PHRI menekankan bahwa pemerintah harus hadir sebagai regulator untuk menciptakan sistem yang transparan dan adil. Di era digital, pengelolaan royalti harus melibatkan tiga pihak, yaitu pengguna lagu (hotel/restoran), pencipta lagu, dan negara. Jika masalah ini tidak segera dibenahi, pengalaman wisatawan bisa terganggu. Hotel atau restoran mungkin enggan memutar musik karena takut terkena masalah hukum, padahal musik adalah bagian dari kenyamanan tamu.
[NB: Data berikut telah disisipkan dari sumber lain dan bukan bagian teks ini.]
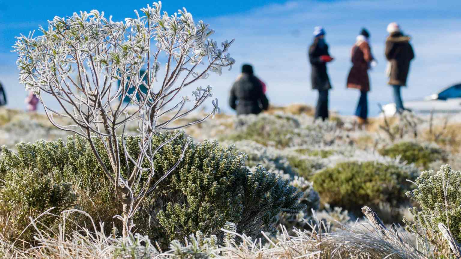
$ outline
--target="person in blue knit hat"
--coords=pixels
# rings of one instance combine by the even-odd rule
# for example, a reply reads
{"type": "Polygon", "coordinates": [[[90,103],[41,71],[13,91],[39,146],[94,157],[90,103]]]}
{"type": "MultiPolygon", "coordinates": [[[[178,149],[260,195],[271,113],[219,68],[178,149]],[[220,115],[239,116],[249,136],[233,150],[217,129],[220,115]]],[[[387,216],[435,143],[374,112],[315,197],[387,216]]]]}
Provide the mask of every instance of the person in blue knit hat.
{"type": "Polygon", "coordinates": [[[328,45],[325,42],[325,30],[321,26],[314,28],[313,42],[309,47],[309,61],[312,72],[312,89],[319,91],[319,99],[315,108],[315,118],[325,120],[328,118],[328,90],[331,88],[326,71],[326,63],[333,60],[328,53],[328,45]]]}

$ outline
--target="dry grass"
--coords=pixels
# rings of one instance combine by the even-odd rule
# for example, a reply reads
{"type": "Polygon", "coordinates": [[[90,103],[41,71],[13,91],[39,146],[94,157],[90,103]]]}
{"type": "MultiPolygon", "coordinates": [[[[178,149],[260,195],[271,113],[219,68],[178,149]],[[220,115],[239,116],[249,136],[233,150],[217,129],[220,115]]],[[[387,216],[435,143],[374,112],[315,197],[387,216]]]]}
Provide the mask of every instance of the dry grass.
{"type": "MultiPolygon", "coordinates": [[[[310,223],[310,230],[294,229],[292,231],[288,231],[280,226],[280,234],[276,237],[271,238],[263,233],[265,238],[262,239],[255,240],[222,230],[235,238],[219,247],[204,245],[200,237],[191,235],[182,242],[172,242],[170,250],[162,251],[146,236],[135,235],[124,239],[113,234],[107,235],[97,230],[90,231],[89,229],[104,228],[96,227],[96,224],[89,217],[90,224],[88,229],[82,228],[67,234],[68,223],[65,218],[69,213],[74,213],[89,217],[85,212],[75,210],[64,213],[64,223],[57,233],[39,231],[36,227],[37,223],[33,224],[37,230],[35,238],[38,245],[29,249],[21,249],[17,244],[0,237],[0,256],[16,259],[437,258],[432,253],[431,247],[415,245],[408,234],[401,229],[383,234],[382,230],[366,222],[349,226],[340,224],[339,229],[331,232],[324,222],[318,220],[310,223]]],[[[449,254],[444,256],[448,257],[443,258],[454,258],[450,257],[449,254]]]]}

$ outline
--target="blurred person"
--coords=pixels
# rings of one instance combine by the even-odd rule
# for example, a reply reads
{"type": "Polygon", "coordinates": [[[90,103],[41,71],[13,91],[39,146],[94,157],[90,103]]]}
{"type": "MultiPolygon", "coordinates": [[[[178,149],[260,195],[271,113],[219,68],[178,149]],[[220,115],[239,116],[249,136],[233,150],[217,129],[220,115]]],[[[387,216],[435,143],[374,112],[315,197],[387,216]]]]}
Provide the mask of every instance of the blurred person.
{"type": "Polygon", "coordinates": [[[314,28],[314,39],[309,47],[309,61],[312,65],[311,80],[312,89],[319,91],[315,108],[315,118],[325,120],[328,118],[328,90],[331,88],[326,71],[326,63],[333,60],[325,42],[325,30],[321,26],[314,28]]]}
{"type": "Polygon", "coordinates": [[[261,81],[253,74],[253,68],[245,64],[242,73],[230,89],[229,105],[237,115],[258,114],[269,107],[269,100],[264,94],[261,81]]]}
{"type": "Polygon", "coordinates": [[[355,43],[351,50],[352,67],[347,78],[348,88],[360,90],[360,98],[355,114],[359,127],[367,122],[368,112],[367,94],[370,91],[368,70],[376,64],[371,53],[369,38],[369,33],[363,28],[355,38],[355,43]]]}
{"type": "Polygon", "coordinates": [[[24,100],[24,102],[27,104],[27,111],[35,112],[36,111],[38,102],[38,98],[37,98],[36,95],[34,94],[34,91],[32,90],[29,90],[29,94],[24,100]]]}
{"type": "Polygon", "coordinates": [[[6,105],[6,94],[5,92],[3,86],[0,82],[0,106],[6,105]]]}
{"type": "Polygon", "coordinates": [[[410,62],[414,58],[414,53],[410,44],[410,37],[403,35],[398,24],[389,24],[387,32],[389,35],[386,39],[385,53],[389,62],[386,73],[389,77],[388,83],[393,88],[396,111],[400,113],[405,110],[400,88],[407,85],[410,62]]]}

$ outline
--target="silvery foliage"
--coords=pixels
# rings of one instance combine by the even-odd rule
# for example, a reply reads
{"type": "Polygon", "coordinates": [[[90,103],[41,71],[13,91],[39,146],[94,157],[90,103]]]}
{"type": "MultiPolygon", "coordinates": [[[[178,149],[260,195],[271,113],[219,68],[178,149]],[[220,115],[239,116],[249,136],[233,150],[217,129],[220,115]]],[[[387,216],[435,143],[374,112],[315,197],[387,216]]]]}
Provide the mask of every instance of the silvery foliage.
{"type": "MultiPolygon", "coordinates": [[[[160,1],[152,6],[148,5],[139,13],[135,11],[136,17],[127,18],[124,22],[114,22],[112,17],[108,19],[103,12],[97,10],[74,13],[66,18],[56,16],[48,22],[47,28],[40,27],[43,35],[34,37],[33,32],[28,36],[21,35],[17,37],[14,46],[14,52],[19,55],[19,81],[26,90],[33,90],[38,95],[50,121],[89,141],[123,205],[123,215],[120,218],[124,222],[124,236],[130,233],[130,218],[144,197],[174,169],[165,175],[155,176],[153,158],[180,133],[156,148],[152,146],[152,136],[161,130],[200,123],[219,112],[215,100],[213,111],[204,118],[185,125],[170,126],[213,96],[209,86],[199,87],[191,98],[180,96],[182,90],[206,79],[208,71],[220,75],[223,67],[229,66],[230,70],[235,63],[227,53],[233,40],[225,41],[219,48],[216,41],[208,38],[213,30],[201,21],[195,24],[185,8],[171,16],[161,9],[160,1]],[[164,56],[166,61],[162,65],[160,60],[164,56]],[[160,77],[162,66],[164,75],[160,77]],[[140,75],[142,68],[147,69],[140,75]],[[77,80],[71,76],[76,73],[77,80]],[[119,81],[121,86],[118,88],[119,81]],[[142,91],[142,87],[147,92],[142,91]],[[132,94],[128,94],[129,89],[133,90],[132,94]],[[62,111],[47,106],[43,94],[53,97],[62,111]],[[127,97],[130,100],[129,104],[118,101],[127,97]],[[186,108],[189,101],[191,107],[186,108]],[[167,119],[160,119],[166,114],[167,119]],[[60,125],[53,116],[69,118],[72,124],[60,125]],[[123,137],[125,124],[133,121],[137,122],[142,136],[139,143],[141,152],[137,157],[128,153],[123,137]],[[121,139],[118,138],[120,132],[121,139]],[[102,141],[110,158],[110,168],[101,159],[92,140],[94,138],[102,141]],[[128,169],[131,173],[126,177],[120,173],[122,152],[126,155],[127,162],[129,159],[134,165],[128,169]],[[141,164],[146,160],[151,165],[144,168],[141,164]],[[149,172],[149,177],[142,184],[139,180],[146,171],[149,172]],[[159,180],[151,182],[154,176],[159,180]],[[133,190],[136,190],[136,193],[133,190]]],[[[179,158],[175,167],[182,159],[179,158]]]]}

Kebutuhan Regulasi yang Jelas dan Transparan
Industri pariwisata kini menunggu langkah pemerintah bersama Lembaga Manajemen Kolektif Nasional (LMKN) untuk menyusun regulasi yang lebih jelas. Hal ini termasuk soal daftar lagu berlisensi, mekanisme pembayaran, serta besaran tarif yang wajar. Dengan kepastian hukum, para pelaku usaha dapat tetap menghadirkan pengalaman wisata yang hangat dan menyenangkan bagi wisatawan, tanpa khawatir terbentur aturan multitafsir.
Selain itu, PHRI juga menyarankan agar pemerintah melakukan sosialisasi mengenai hak cipta kepada pelaku usaha. Dengan pengetahuan yang lebih baik, pengelola hotel, restoran, dan kafe akan lebih mudah mematuhi aturan tanpa merasa terbebani. Pemahaman yang sama antara pihak pengguna dan pencipta lagu akan membantu menciptakan lingkungan bisnis yang saling menghargai dan harmonis.
Tantangan di Era Digital
Di tengah perkembangan teknologi dan akses informasi yang semakin mudah, pengelolaan royalti juga perlu disesuaikan dengan kebutuhan era digital. Sistem yang efisien dan cepat akan memudahkan pengelola usaha dalam menjalankan aktivitas mereka. Selain itu, pemerintah dan LMKN perlu memastikan bahwa mekanisme pembayaran royalti tidak terlalu rumit dan tidak memberatkan pelaku usaha kecil.
Dalam hal ini, kolaborasi antara pemerintah, lembaga manajemen kolektif, dan pelaku usaha sangat penting. Dengan kerja sama yang baik, diharapkan akan lahir regulasi yang tidak hanya melindungi hak cipta pencipta lagu, tetapi juga memberikan ruang bagi pelaku usaha untuk berkembang tanpa tekanan berlebihan.
Kesimpulan
Musik tetap menjadi bagian tak terpisahkan dalam pengalaman wisata. Namun, aturan royalti yang tidak jelas dan mahal menjadi kendala bagi industri hotel dan restoran. Untuk itu, perlu adanya revisi undang-undang dan penyusunan regulasi yang lebih transparan dan adil. Dengan langkah-langkah yang tepat, pengalaman wisatawan dapat tetap terjaga, sementara pelaku usaha dapat beroperasi dengan nyaman dan aman.